Operating System Organization
the topic is overall o/s design
lots of ways to structure an o/s -- how to decide?
looking for principles and approaches
what does an o/s *have* to do?
for e.g. desktop or server use
let apps use machine resources
multiplex resources among apps
isolate / protect
allow cooperation / interaction
we'll talk about three approaches, but others exist e.g. Java VM
what's the traditional approach? (Linux, xv6)
virtualize some resources: cpu and memory
simulate a dedicated cpu and memory system for each app
why? it's a simple model for app programmers
abstract others: storage, network, IPC
layer a sharable abstraction over h/w (file system, IP/TCP)
example: virtualize the cpu (show slide on processes = simplicity)
goal: simulate a dedicated cpu for each process
we want transparent CPU multiplexing
process need not think about how it interacts w/ other processes
o/s runs different processes in turn, via clock interrupt
clock means process doesn't need to do anything special to switch
also prevents hogging
how to achieve transparency?
o/s saves state, then restores
what does o/s save?
eight regs, EIP, seg regs, eflags, page table base ptr
where does o/s save it?
o/s keeps per-process table of saved states
the return from clock interrupt restores a *different* process's state
the point: process doesn't have to worry about multiplexing!
note: while this is the traditioal approach to virtualizing the CPU,
maybe not the best: see exokernel paper
type 'ps' on shell. How does 'ps' work?
example: virtualize memory (show slide on processes = isolation)
idea: simulate a complete memory system for each process
so process has complete freedom how it uses that memory
doesn't have to worry about other processes
so addresses 0..2^32 all work, but refer to private memory
convenient: all programs can start at zero
and memory looks contiguous, good for large arrays &c
safe: can't even *name* another process's memory
again: traditional but we'll soon see it's a very limiting approach
really want apps to have more control than this style of VM implies
how can we do this? after all, the processes do in fact share the RAM
how to create address spaces? (show figure)
could have only one process at a time in physical memory
would spend lots of time swapping in and out to disk
made sense 40 years ago w/ small memory machines
could use x86 segments (show figure)
put each process in a different range of physical memory
CS, DS, &c point to current process's base
looks good: addresses start at zero, contiguous, isolation
this is how x86 and original unix worked
need to prevent process from modifying seg regs
but allow kernel to modify them
386 has the hardware we need
h/w "privilege level" bit: on in kernel, off in apps
and ways to jump back and forth (syscalls, interrupts, return)

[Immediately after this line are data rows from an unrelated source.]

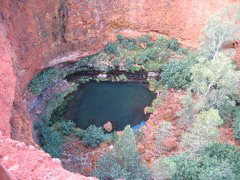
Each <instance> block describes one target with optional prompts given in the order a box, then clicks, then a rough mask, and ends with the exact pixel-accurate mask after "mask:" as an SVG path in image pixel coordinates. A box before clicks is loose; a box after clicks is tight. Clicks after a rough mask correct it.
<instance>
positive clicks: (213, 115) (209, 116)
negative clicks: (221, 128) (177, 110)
mask: <svg viewBox="0 0 240 180" xmlns="http://www.w3.org/2000/svg"><path fill="white" fill-rule="evenodd" d="M222 124H223V120H222V118H221V117H220V115H219V112H218V110H216V109H209V110H208V111H202V112H200V113H199V114H197V117H196V119H195V120H194V122H193V123H192V127H191V129H190V131H189V132H185V133H184V134H183V136H182V141H181V145H182V146H183V147H185V148H186V149H187V150H188V151H189V152H191V153H196V152H198V151H199V150H200V149H201V148H203V147H204V146H206V145H209V144H213V143H215V142H218V141H219V136H220V133H219V129H218V127H219V126H220V125H222Z"/></svg>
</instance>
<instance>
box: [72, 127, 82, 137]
mask: <svg viewBox="0 0 240 180" xmlns="http://www.w3.org/2000/svg"><path fill="white" fill-rule="evenodd" d="M74 134H75V136H77V137H78V138H79V139H82V138H83V136H84V130H83V129H80V128H76V129H75V132H74Z"/></svg>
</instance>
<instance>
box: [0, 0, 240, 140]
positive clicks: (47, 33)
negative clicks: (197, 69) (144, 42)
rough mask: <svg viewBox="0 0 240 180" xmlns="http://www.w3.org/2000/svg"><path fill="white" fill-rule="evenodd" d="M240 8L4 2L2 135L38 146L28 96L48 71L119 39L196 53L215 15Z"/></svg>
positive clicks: (227, 5) (50, 0)
mask: <svg viewBox="0 0 240 180" xmlns="http://www.w3.org/2000/svg"><path fill="white" fill-rule="evenodd" d="M234 2H236V0H226V1H215V0H200V1H199V0H181V1H165V0H160V1H159V0H120V1H119V0H118V1H116V0H114V1H110V0H93V1H88V0H81V1H80V0H68V1H66V0H55V1H53V0H47V1H42V0H29V1H15V0H1V1H0V28H1V35H0V36H1V48H0V50H1V52H0V53H1V61H0V63H1V67H3V68H1V72H0V75H1V86H0V87H1V89H0V91H1V92H0V95H2V94H4V95H5V96H4V97H3V98H1V101H0V105H1V107H4V108H1V123H0V129H1V130H2V131H3V132H4V134H6V135H10V132H11V134H12V137H13V138H14V139H18V140H21V141H25V142H27V143H32V139H31V122H30V120H29V117H28V112H27V107H26V103H25V101H24V99H25V98H24V92H25V90H26V87H27V84H28V83H29V82H30V80H31V79H32V78H33V76H34V75H36V74H37V73H38V72H39V71H41V70H42V69H43V68H45V67H48V66H51V65H54V64H57V63H60V62H65V61H76V60H78V59H79V57H82V56H86V55H90V54H93V53H95V52H97V51H99V50H101V49H102V48H103V47H104V44H106V42H107V41H109V40H114V39H115V38H116V35H117V34H119V33H122V34H124V35H128V36H138V35H141V34H142V33H150V34H153V35H154V34H155V35H159V34H164V35H167V36H169V37H173V36H175V37H178V38H179V39H180V40H181V41H182V42H183V43H184V44H185V45H186V46H192V47H196V46H197V42H198V40H199V36H200V35H201V30H202V28H203V27H204V25H205V23H206V21H207V19H208V17H209V15H211V14H212V13H213V12H215V11H216V10H218V9H219V8H221V7H226V6H231V5H232V3H234ZM3 32H5V34H4V33H3ZM6 74H7V75H6ZM5 93H6V94H5ZM13 95H14V97H13ZM2 96H3V95H2ZM10 116H11V120H9V119H10ZM10 124H11V129H9V127H10Z"/></svg>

but: fragmentation (show figure), all mem must be resident,
can't have vm > phys
could use x86 paging hardware
MMU array w/ entry for each 4k range of "virtual" address space
refers to phy address for that "page"
this is the page table
now we don't have a fragmentation problem
o/s tells h/w to switch page table when switching process
level of indirection allows o/s to play other tricks
demand paging: (explain using figure)
process bigger than available physical memory?
"page-out" (write) pages to disk, mark PTEs invalid
if process tries to use one of those pages, MMU causes page fault
kern finds phys mem, page-in from disk, mark PTE valid
this works because apps use only a fraction of mem at a given time
need h/w valid flag, page faults, and re-startable instructions
copy-on-write:
avoid copy implied by fork() -- won't be needed if exec()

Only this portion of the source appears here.